The frequency of proteinase inhibitors in the seeds of many plant species has raised attention in their physiological functions and suggests a role in nutrient storage and, especially, a protective action against the attack of predators [15,18,[60], [61], [62], [63], [64]]. Cowpea is an important nutritional source for people around the world, especially poor populations. Infestations of insects causing “bean weevil” by Zabrotes subfasciatus and C. maculatus severely affect harvest quality and yield and are of concern to farmers and scholars seeking non-toxic control alternatives. Several studies show the detrimental effect on the development and survival of insect larvae caused by proteinase inhibitors, especially those obtained from edible seeds. The mechanism by which proteinase inhibitors interfere with the digestive process of insects is due to decreased absorption of nutrients. When insects are subjected to an artificial diet containing major classes of proteinase inhibitors specific for their guts, they display altered growth and development that lead to significant mortality. Development and survival are parameters frequently explored in studies of insecticide activity [19,29,32,65,66].

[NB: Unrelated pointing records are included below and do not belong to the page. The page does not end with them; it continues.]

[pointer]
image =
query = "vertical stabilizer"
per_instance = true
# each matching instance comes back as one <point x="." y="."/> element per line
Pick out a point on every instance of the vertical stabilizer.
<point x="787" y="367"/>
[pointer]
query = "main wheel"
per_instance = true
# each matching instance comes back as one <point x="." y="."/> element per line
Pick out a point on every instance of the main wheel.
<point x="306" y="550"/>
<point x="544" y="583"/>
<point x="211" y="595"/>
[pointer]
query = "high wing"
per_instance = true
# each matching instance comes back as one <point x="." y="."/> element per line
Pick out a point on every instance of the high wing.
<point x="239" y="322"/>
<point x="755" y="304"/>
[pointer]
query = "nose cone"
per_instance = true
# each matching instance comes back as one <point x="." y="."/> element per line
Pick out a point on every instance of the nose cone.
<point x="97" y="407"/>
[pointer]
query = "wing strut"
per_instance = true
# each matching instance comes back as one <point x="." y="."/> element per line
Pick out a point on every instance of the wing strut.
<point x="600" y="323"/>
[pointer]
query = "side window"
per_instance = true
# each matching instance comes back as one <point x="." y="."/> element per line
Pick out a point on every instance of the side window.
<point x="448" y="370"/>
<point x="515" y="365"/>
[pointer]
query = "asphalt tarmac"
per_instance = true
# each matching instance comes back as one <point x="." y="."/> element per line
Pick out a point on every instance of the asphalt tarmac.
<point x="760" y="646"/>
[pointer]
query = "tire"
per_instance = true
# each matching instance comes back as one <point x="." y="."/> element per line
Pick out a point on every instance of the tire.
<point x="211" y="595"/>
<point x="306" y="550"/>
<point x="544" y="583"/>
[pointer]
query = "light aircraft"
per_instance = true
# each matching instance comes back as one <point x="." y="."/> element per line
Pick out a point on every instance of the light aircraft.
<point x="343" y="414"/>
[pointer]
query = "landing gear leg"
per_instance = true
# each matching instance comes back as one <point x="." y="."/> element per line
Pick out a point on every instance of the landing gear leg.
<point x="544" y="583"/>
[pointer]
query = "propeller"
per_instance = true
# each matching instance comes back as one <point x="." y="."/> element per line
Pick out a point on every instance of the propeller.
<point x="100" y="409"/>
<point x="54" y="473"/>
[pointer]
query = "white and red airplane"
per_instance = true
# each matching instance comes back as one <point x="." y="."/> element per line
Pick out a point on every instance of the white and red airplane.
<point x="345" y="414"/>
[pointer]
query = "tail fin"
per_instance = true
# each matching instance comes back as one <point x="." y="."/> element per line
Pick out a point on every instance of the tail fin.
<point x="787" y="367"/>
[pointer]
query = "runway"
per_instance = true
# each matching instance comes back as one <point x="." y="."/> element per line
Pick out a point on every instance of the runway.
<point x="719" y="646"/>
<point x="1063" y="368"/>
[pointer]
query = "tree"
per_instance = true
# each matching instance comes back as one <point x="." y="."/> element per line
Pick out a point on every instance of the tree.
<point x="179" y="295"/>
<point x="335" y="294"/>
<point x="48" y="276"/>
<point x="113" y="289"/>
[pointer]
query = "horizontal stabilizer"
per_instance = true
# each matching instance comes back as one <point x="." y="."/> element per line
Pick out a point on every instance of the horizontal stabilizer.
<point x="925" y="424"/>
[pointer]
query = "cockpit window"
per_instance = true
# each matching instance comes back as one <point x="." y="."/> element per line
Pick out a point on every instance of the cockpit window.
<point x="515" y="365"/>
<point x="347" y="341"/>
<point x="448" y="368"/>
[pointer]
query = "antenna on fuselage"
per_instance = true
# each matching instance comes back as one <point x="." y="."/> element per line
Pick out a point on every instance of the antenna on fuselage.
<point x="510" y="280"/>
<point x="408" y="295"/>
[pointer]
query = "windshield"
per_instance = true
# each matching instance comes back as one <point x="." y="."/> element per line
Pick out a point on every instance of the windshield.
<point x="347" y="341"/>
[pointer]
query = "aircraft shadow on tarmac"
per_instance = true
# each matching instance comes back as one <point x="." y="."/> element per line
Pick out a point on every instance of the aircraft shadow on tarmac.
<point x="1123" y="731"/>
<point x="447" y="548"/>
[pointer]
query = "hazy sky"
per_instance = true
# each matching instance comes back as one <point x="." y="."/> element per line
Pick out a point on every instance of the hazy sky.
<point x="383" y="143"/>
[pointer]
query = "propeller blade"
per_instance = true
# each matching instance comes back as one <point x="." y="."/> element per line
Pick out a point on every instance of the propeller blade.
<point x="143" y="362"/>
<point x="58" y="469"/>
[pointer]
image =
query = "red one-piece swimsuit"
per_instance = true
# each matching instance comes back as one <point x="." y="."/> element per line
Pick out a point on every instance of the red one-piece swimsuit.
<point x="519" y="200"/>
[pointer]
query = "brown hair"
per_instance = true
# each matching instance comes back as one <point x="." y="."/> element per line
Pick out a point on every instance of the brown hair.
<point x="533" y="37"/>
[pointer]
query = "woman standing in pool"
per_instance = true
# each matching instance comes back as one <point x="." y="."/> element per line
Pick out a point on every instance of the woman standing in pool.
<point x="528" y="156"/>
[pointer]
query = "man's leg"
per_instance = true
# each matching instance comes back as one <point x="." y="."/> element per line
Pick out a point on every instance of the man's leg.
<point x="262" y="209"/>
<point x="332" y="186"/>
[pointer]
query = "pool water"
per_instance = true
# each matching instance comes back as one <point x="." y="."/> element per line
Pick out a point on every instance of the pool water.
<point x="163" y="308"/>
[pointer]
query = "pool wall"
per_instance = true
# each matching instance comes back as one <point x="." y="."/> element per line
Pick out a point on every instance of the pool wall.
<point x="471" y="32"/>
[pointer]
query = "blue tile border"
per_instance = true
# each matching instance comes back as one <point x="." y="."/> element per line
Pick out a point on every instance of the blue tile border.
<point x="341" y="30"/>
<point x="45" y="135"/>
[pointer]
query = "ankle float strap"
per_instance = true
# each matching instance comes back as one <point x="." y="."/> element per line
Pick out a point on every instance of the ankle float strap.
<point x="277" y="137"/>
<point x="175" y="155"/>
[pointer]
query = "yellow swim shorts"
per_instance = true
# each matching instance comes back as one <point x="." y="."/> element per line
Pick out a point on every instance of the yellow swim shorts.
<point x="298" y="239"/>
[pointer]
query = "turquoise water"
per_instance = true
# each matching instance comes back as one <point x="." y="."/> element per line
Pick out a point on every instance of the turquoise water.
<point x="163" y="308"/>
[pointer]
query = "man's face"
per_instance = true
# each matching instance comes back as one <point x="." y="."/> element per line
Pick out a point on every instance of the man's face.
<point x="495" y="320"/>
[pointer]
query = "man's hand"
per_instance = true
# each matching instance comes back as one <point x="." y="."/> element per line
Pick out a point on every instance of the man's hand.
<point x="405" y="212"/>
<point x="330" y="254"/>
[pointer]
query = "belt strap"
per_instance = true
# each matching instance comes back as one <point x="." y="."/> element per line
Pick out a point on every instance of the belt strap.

The evaluation of larvicidal activity through the incorporation of EcCI into artificial seeds shows that, although there was no larval mortality during the study period, EcCI had a major deleterious effect in reducing larval weight and affecting their development. EcCI (1% w/w) inhibited the development of larvae body mass by 92%, which is a result similar to that observed for the cysteine proteinase inhibitor ApTI [19]. The EcCI activity was similar to that of BrTI (Bauhinia rufa Trypsin inhibitor) purified from seeds of Bauhinia rufa [33], although the inhibition specificity of these proteins is dissimilar. In the case of BrTI, the authors attributed the deleterious effect to not only its inhibitory function but also to an additional sequence (RGE) which can induce cell death.

Detection of high fluorescence in the midgut of larvae and low fluorescence intensity in their feces suggest retention of FITC conjugated EcCI inhibitor in the larvae midgut. This fact was also observed by De Sá et al. [67] in which C. maculatus larvae were artificially fed with seeds containing tegument of P. vulgaris conjugated with FITC.

5. Conclusion

This study reports a novel cysteine proteinase inhibitor purified from E. contortisiliquumm seeds, EcCI that blocks cysteine proteinases from the intestinal extract of C. maculatus larvae, a pest of great economic importance in agriculture. The protein showed evidence of the larvicidal potential, as its incorporation in artificial seeds results in a detrimental effect on the development of the larvae.

Author contributions

Natalia N. S. Nunes performed the experimental work and data analysis. Leonardo F. R. de Sá and A. E. de Oliveira supervised the C. mauculatus experiments. Rodrigo S. Ferreira performed CD experiments and analysis. MLVO designed the experiments, contribute to discussing reviewing, and approving the final version of the manuscript for publication. All authors read and approved the final manuscript.

Funding

This work was supported by Fundação de Amparo à Pesquisa do Estado de São Paulo (FAPESP) [2017/07972-9 and 2017/06630-7]; Coordenação de Aperfeiçoamento de Pessoal de Nível Superior - Brasil (CAPES) - Finance Code 001; Conselho Nacional de Desenvolvimento Científico e Tecnológico (CNPq) [401452/2016-6]. M.L.V.O. received a Research fellowship from CNPq, Brazil.

Declaration of competing interest

The authors declare that they have no competing interests.